The bad news is that new research has found that at least half of them will have underestimated how drunk they are and will drive off being well above the legal alcohol drink limit.
The study was done by a team of researchers from the Witten/Herdecke University in Germany and the University of Cambridge, UK.
To work out how accurately drink drivers can estimate their fitness to get behind the wheel, the researchers turned to 90 students and 420 litres of beer. The two-day experiment was jointly run in the UK and Germany.
The participants were split into two, with a study and control group.
Both consumed either beer or wine until they reached a maximum breath alcohol concentration (BrAC) of 0.11%.
In the study, group participants were told at the start that when they reached a BrAC of 0.05%, they would be switched from beer to wine or vice versa.

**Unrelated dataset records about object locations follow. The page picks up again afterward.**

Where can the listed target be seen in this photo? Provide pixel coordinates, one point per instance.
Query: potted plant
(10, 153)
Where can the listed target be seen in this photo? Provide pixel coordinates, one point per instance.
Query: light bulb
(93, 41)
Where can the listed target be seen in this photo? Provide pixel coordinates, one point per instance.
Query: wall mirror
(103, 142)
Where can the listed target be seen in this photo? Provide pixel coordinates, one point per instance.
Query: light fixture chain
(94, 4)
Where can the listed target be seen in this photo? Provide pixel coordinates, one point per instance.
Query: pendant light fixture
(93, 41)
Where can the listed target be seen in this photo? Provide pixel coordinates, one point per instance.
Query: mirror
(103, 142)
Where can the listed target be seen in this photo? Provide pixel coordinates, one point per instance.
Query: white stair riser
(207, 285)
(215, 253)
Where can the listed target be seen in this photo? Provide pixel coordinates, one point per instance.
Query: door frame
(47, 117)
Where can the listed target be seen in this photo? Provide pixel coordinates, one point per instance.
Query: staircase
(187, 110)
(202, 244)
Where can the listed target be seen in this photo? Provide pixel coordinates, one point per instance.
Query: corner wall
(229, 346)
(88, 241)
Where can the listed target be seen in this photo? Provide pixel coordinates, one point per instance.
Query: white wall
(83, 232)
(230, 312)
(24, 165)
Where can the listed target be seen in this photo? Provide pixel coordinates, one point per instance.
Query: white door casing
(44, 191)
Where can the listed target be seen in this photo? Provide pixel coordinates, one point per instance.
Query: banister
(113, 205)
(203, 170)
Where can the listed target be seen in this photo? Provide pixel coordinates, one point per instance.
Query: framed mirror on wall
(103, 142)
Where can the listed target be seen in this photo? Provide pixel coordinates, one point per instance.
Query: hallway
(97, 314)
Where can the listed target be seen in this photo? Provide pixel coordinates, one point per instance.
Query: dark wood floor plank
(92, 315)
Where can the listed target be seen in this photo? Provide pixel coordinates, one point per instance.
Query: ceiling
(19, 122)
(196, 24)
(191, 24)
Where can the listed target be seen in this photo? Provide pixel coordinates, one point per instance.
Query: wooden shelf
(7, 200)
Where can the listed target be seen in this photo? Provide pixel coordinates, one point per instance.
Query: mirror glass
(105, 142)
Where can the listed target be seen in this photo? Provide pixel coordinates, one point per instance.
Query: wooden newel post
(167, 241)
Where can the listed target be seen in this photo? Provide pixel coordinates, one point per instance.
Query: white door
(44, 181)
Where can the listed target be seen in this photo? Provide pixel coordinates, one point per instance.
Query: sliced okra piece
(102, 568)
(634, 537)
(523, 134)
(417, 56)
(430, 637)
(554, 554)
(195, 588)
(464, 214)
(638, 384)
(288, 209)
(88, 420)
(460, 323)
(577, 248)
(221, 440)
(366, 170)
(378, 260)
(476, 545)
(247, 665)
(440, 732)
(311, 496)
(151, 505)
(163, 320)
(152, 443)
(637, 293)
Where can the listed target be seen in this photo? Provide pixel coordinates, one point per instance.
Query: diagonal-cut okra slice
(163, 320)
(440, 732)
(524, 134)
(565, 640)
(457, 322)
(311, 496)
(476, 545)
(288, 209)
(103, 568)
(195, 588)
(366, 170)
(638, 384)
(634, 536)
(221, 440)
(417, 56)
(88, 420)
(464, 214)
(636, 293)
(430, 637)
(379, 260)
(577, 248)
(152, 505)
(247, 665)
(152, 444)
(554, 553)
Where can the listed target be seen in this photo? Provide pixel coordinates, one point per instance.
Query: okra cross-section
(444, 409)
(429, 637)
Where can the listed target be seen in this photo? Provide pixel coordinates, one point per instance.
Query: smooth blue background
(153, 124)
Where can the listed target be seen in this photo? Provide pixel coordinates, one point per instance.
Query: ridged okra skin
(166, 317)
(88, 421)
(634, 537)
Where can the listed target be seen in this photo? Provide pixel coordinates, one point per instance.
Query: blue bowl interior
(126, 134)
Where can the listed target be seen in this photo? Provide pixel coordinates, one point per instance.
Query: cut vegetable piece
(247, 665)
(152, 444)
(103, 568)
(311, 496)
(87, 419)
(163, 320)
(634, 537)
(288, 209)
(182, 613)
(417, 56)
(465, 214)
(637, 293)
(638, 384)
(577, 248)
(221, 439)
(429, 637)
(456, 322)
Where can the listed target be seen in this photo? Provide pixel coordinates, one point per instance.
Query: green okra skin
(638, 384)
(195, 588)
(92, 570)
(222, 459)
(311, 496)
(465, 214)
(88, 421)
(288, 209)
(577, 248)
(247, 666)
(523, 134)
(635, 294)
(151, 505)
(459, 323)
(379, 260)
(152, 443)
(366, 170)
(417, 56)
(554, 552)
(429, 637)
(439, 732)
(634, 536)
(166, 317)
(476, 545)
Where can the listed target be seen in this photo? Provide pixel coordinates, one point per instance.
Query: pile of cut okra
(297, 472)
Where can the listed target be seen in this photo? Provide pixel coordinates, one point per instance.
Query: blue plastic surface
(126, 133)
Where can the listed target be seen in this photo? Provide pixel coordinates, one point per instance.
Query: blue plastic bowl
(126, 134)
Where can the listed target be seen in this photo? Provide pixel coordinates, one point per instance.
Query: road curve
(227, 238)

They weren’t told that this is the legal driving limit.
As the students drank, researchers monitored their breath alcohol concentration with breathalysers. At each measurement, the students were asked to estimate what they thought was their breath alcohol concentration.
On day one of the study, the researchers found that more than a third of the participants who believed they had reached the legal limit had already passed it.
The results of the study were published in the Harm Reduction Journal.
By day two, this proportion had increased by more than a half.
“In countries with legal alcohol limits, it’s usually the driver who makes a judgement about how much they’ve drunk and how fit they are to drive. But as we’ve shown, we are not always good at making this judgement,” said Dr Kai Hensel from Witten/Herdecke University and the University of Cambridge, who led the study, in a statement.
“As many as one in two people in our study underestimated how drunk they were – and this can have devastating consequences.”
What the researchers found concerning is they noticed that participants become worse at estimating their breath alcohol level the drunker they became.
South Africa has a notorious drink drive problem, with the Arrive Alive campaign estimating that half of the people killed on the country’s roads have an alcohol level above the legal limit.
“The problem is that people don't always know what they are drinking and what the alcohol content of that is,” says Professor Charles Parry, director of the Alcohol, Tobacco and Other Drug Research Unit, Medical Research Council of South Africa. “Then you go to restaurants and there are different glass sizes, and people are drinking bigger bottles of beer. So it’s very difficult to calculate how much alcohol you have in your system, even if you cared.”
In the study, the researchers tried to ascertain if the participants were able to improve their ability to estimate their level of intoxication. After comparing the volunteers’ given estimations over the two days, they found that the study group were able to better estimate how drunk they were, compared to the control group.
“Drinking and driving is a major risk fact for road traffic accidents. Anything that can be done to reduce these numbers is worth trying. With guidance, our participants were able to improve their judgement. It could be that pop-up stalls set up around drinking establishments that help people understand their breath alcohol concentration might help,” Dr Hensel said.